Data could be stolen, subpoenaed or lost for instance. Or Google could turn
evil (I'm starting to hate this word) down the road. I'd rather pay in a
different currency.

About the factories of Apple's suppliers: I think the way towards better
health and safety conditions for workers in developing countries is via local
laws and rights. You can't rely on some corporation to police this.

The problem is if a government is known to be a bunch of thugs with guns whose
children are the super rich owners of the country, can you rely on that
government to play its part? What if that's not the case? Do you leave the
country and maybe cause more poverty? I'm not sure.

------
gurkendoktor
> Collecting data isn't evil. It's the currency of the future, a currency that
> we provide in order to buy useful services...

For all I know, data is mostly used to sell other services for cash, except a
little more effectively.

And blaming Apple for working condititions during manufacturing is missing the
forest for the trees. The whole model of short-lived consumer electronics is
absolutely terrible, starting with where materials come from, ending one some
landfill where children burn valuable metals out of the remains.

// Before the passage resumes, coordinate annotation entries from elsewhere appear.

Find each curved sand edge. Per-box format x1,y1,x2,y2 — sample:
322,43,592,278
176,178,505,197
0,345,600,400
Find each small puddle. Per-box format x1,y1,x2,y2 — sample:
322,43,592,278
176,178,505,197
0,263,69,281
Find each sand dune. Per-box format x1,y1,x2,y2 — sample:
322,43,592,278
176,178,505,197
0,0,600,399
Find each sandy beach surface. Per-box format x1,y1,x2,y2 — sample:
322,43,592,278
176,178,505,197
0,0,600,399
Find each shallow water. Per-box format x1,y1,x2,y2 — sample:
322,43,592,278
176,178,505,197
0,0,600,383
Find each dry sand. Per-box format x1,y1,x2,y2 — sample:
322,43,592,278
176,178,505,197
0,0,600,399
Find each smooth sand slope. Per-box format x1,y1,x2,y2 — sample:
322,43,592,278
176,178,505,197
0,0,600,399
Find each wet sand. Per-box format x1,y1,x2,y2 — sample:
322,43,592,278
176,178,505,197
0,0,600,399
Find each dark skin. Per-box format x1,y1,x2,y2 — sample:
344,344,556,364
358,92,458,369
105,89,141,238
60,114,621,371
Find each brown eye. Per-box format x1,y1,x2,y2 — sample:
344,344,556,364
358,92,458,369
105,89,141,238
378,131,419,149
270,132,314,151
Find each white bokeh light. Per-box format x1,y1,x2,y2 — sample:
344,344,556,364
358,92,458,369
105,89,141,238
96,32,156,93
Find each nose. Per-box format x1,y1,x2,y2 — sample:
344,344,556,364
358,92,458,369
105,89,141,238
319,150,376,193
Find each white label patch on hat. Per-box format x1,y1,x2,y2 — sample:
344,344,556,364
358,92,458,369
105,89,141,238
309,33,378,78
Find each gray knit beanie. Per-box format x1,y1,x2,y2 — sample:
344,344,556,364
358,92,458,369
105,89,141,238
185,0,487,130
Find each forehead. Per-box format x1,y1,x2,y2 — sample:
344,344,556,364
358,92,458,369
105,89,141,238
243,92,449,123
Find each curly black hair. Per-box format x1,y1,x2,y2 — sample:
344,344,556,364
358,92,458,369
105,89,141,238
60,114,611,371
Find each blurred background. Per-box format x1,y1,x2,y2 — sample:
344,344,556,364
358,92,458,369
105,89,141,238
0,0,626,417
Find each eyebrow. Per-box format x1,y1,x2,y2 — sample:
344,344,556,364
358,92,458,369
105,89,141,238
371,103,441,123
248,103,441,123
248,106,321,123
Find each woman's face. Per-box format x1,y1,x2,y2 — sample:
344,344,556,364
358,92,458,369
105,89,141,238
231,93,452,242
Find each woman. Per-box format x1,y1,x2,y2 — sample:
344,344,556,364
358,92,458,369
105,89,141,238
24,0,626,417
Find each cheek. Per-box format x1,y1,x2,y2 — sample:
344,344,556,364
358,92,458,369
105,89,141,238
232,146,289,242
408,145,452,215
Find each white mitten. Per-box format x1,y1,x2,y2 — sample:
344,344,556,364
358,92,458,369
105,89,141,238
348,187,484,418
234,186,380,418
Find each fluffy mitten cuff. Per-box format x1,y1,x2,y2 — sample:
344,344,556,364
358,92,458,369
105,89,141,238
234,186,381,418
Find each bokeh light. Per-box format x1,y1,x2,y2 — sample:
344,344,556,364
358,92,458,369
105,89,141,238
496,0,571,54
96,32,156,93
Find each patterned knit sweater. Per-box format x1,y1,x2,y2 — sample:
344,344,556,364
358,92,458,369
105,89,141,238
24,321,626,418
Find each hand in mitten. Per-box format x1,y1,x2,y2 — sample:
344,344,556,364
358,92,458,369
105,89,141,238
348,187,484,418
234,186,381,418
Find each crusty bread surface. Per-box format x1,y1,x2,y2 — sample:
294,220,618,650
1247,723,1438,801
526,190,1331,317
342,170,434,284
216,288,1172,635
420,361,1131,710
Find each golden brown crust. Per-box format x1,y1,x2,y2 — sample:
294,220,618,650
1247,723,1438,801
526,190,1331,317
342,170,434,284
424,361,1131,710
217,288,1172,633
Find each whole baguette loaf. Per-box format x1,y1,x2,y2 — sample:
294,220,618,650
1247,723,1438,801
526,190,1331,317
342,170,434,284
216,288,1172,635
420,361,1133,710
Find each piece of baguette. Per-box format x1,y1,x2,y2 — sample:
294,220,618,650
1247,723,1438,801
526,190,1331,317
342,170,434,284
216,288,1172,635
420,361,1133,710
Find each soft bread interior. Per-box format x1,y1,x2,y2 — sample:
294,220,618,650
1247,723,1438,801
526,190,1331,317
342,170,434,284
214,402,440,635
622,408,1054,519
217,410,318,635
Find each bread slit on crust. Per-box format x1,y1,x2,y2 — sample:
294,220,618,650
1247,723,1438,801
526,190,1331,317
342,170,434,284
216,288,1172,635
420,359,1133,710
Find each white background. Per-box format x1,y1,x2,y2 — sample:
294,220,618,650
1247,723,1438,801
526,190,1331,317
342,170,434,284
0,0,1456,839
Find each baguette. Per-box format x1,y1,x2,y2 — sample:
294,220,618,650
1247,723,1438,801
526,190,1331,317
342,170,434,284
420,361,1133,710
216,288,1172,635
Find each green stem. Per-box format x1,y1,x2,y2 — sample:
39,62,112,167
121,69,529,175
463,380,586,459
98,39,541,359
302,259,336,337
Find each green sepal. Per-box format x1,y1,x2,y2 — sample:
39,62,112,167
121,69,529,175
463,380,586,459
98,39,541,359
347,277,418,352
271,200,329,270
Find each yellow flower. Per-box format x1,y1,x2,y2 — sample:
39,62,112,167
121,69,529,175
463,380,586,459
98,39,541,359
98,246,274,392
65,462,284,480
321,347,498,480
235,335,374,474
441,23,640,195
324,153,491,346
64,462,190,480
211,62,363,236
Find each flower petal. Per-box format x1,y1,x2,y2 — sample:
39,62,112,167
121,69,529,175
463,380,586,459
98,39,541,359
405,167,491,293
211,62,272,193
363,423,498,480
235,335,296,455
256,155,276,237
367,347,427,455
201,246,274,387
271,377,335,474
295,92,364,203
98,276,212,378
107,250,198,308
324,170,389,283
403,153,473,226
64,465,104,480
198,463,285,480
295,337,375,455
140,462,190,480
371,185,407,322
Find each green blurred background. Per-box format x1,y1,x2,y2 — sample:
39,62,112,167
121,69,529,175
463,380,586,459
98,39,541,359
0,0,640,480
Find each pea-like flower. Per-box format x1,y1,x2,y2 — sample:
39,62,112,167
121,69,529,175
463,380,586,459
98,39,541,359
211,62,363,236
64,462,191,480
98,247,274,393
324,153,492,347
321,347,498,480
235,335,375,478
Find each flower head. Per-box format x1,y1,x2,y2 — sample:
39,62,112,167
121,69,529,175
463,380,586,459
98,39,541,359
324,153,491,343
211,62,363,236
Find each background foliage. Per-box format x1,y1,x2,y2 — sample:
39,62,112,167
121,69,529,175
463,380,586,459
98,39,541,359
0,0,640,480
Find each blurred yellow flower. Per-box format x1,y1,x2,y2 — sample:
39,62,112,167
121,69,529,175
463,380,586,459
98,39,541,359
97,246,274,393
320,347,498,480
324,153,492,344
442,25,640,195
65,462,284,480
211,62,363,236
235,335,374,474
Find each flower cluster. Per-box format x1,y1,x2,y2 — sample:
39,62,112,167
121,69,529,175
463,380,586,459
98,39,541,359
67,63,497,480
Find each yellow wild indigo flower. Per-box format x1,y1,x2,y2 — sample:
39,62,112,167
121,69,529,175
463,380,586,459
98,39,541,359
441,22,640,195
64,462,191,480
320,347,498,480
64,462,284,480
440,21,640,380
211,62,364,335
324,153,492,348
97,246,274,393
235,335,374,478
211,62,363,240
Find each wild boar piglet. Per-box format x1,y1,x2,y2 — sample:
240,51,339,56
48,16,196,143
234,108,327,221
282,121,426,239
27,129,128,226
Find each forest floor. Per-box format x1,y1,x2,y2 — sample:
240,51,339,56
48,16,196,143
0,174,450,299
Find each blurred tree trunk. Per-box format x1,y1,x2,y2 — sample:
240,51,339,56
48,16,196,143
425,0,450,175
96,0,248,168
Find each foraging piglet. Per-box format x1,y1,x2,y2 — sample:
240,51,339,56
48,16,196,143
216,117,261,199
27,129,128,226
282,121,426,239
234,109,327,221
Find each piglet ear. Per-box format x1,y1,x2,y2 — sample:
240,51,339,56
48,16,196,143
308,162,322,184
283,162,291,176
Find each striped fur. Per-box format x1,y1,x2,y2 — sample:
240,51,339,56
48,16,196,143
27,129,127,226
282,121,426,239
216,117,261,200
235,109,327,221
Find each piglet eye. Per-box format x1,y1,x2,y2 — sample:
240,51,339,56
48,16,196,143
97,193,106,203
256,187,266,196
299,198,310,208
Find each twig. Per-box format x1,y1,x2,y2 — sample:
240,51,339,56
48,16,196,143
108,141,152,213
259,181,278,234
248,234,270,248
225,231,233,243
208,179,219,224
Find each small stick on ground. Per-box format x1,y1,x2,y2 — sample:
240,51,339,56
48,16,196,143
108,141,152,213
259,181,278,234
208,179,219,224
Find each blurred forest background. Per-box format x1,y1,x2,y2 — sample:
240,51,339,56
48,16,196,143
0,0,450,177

I think we
could change much more if we would absolutely _oppose_ the notion that it is
normal to throw away cellphones after two, and computers after three years.

------
VikingCoder
"Google’s mission is to organize the world‘s information and make it
universally accessible and useful."

Oh my god, they're COLLECTING the information that I give to them, in order to
organize it and make it universally accessible and useful?!

And they're giving me options to disable collecting my information, if I don't
want them to?!

And if I do choose to let Google collect my information, they're giving me
tools to audit the information they have on me?!

OUTRAGE!

Google should figure out a way to organize the world‘s information and make it
universally accessible and useful, without first COLLECTING that
information!!!

How long have they had this mission statement, anyway? Is it like a week old,
or something?

------
jsz0
Google develops Android which runs on many devices made in similar or worse
conditions. They could change the license under which Android is distributed
under to include a clause that it cannot be used on devices that aren't made
under certain minimum labour standards. They don't. Are they evil too then?
It's really a lot more complex than good vs. evil. There are many fine
religious books that tackle that subject. This is an economic issue not a
religious issue.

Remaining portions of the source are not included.